Monthly Archives: January 2021

Grammatical word-disambiguation again

The challenge is especially that of generalizing the grammatical word-disambiguation to several languages. Creating a module of grammatical word-disambiguation for each language appears to be a long and arduous task. This seems to be the main difficulty. But if a module specific to a given language can be generalized to several other languages, this could be an important advance in the field of rule-based machine translation (which simulates human reasoning seems to me a more appropriate term).

We can describe the problem more precisely. We have about 100 grammatical categories for a given language. We also have about 300 ambiguous grammatical types – to fix ideas – which are: e.g., adverb or preposition, singular masculine noun or singular masculine adjective, etc. The problem is to describe an algorithm to remove the ambiguity and determine the corresponding grammatical type according to the context.

Now rewriting the complete module of disambiguation by grammatical type, so that it can be used and adapted to other languages (Italian in the first place). It remains to be seen if this can be done.

First steps in gallurese language

The translator takes his first steps in translating from French into the Gallurian language. The first tests show a score of 75-80%, with many errors in grammar, spelling and vocabulary. It will be necessary to reach a score of 90% before the result can be published.

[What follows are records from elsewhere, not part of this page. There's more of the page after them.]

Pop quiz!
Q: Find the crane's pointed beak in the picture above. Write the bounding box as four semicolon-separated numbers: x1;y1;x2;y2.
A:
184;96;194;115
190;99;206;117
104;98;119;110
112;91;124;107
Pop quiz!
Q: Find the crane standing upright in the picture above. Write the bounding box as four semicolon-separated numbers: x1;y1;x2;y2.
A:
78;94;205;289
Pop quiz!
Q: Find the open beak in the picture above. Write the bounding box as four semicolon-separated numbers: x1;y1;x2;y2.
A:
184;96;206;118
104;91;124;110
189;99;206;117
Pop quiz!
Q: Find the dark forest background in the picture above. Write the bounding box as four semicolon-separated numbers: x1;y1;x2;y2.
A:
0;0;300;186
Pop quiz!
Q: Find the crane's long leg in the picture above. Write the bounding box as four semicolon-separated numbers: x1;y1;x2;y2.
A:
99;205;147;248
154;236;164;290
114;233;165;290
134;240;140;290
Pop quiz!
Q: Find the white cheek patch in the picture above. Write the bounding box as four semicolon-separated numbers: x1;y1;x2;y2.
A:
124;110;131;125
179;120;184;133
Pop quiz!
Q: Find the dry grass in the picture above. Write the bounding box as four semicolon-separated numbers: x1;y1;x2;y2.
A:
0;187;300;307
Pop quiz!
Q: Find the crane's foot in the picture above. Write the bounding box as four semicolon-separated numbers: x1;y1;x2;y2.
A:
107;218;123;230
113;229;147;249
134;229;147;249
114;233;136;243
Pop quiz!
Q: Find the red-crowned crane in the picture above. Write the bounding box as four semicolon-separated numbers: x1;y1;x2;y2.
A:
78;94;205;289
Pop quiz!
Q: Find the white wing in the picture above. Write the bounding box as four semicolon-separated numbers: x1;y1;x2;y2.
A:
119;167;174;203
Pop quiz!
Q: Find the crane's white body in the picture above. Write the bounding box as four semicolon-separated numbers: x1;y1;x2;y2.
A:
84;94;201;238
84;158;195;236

The ideal would have been the Italian-Gallurian translation, but this is not yet possible: it will be necessary to translate (i) Italian into French, then (ii) French into Gallurian.

Hinting at the Control problem

The question of choosing the best system to solve the problems posed by word disambiguation in the field of translation seems to be linked to the AGI control problem (how to avoid that an AGI finally turns out to be harmful for its creators). It seems that when we have the choice between several methods to develop an AI, it is wiser to choose the one that allows a better control of the AGI. As far as machine translation is concerned, we should thus prefer in this regard the method that emulates human reasoning, and that produces a response that can be broken down step by step into the reasoning that leads to it. This makes it possible to accurately determine the cause of an error, but also to remedy it. This problem does not only concern machine translation, but has a somewhat extended scope. For grammatical disambiguation concerns machine translation, but also the understanding of natural language, and disambiguation according to context, in the very absence of any translation.

On the implementation of grammatical disambiguation

Grammatical disambiguation – i.e. whether ‘maintenant’ is and adverb (now) or the gerundive (maintaining) of the verb ‘maintenir’ – seems to be the crucial issue for the adoption of the rule-based model or statistical model for machine translation. This problem is widespread and seems to concern all languages. For the French language, this problem of grammatical disambiguation concerns about 1 word out of 7. Effective grammatical disambiguation is difficult to implement. The advantage of adopting the statistical method for grammatical disambiguation is that the same method can be generalized and used for several languages. In the case of the rule-based model, the module of grammatical disambiguation must be rewritten for each language, which generates considerable complexity and requires a very significant development time. Therefore, a rule-based method for grammatical disambiguation that can be easily applied to several languages would be of great interest. This seems to be the main difficulty that rule-based machine translation is designed to overcome.

But if we want an artificial intelligence that not only provides an (mostly accurate) answer without being able to really explain its reasoning, but is truly able to emulate human reasoning and to justify and describe step by step the reasoning that leads to its answer, then it is worth the effort.

The 90% rule

The translation from French to Gallurese is in progress and currently under development. An application for Android is first planned. It will be called ‘traducidori gaddhuresu’. Currently the French-Gallurese translator is undergoing testing. It will only be published if its performance (evaluated by an open test) is above 90%. This is a rule that we apply to ourselves, and is specific to endangered languages. We consider that for them, a poor or low quality translation can be more harmful than useful.